Apesar de ser una madre trabajadora que dirige su propia empresa y a la que a veces no le llegan ni la vida ni la camisa al cuerpo, debo reconocer que –de tanto en cuanto– me debato entre la culpabilidad por el tiempo que me veo abocada a robar a los míos y por la satisfacción de ir logrando los objetivos propuestos peleando contra diversas adversidades.
Al igual que les sucede a un sinfín de personas, no es mucho el tiempo del que dispongo para centrar todos mis sentidos en modelar seres humanos de bien. En estos tiempos interrogantes, son demasiados los peligros y las distracciones existentes para conseguir que nuestra cantera se pierda por los Cerros de Úbeda y que jamás se vuelva a encontrar.

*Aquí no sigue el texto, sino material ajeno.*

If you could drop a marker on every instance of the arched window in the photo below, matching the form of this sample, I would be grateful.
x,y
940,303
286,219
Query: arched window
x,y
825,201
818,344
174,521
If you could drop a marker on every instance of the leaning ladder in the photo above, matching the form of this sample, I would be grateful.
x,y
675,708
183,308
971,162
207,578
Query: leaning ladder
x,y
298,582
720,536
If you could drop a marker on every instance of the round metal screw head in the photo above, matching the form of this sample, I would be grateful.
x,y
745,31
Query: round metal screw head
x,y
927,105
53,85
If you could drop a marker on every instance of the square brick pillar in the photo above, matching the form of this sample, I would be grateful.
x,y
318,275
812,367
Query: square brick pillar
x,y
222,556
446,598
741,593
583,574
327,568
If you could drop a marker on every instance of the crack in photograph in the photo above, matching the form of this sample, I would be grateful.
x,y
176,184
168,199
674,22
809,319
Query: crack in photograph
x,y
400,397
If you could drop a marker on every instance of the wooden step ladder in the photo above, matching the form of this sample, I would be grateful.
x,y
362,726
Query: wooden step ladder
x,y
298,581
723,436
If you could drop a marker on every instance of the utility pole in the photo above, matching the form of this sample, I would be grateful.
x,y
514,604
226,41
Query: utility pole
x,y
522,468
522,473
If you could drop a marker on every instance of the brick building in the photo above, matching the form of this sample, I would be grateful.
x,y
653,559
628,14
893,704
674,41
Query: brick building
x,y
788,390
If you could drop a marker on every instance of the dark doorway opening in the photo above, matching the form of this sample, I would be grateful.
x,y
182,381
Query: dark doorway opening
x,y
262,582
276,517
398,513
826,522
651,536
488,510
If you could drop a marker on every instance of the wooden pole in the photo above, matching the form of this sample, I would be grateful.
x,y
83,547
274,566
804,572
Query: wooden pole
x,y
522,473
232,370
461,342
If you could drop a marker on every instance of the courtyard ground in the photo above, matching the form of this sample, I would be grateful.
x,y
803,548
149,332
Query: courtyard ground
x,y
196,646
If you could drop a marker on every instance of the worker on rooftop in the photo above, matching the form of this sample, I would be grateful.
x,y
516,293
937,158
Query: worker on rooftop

Observo con cierta envidia y admiración cómo la gente relajada piensa que los hijos son como las plantas y que, mal que bien, acabarán por alcanzar su máximo esplendor. El problema real radica en que ese momento puede estar bañado de un halo de decrepitud o de hermosura y, es en la consecución de la segunda máxima mencionada, en la que los padres entregados y preocupados debemos aunar nuestros esfuerzos, sacrificios y desvelos.
Mis vástagos y yo tenemos la suerte de poder conversar a diario en las idas y venidas al colegio. En esos instantes tempraneros en los que todavía es de noche y las vías de acceso a la ciudad se infestan de coches estresados que, como cabezas plagadas de piojos, tratan de activarse para paliar sus retrasos en la cama o en la ducha; fluyen las conversaciones entre nosotros.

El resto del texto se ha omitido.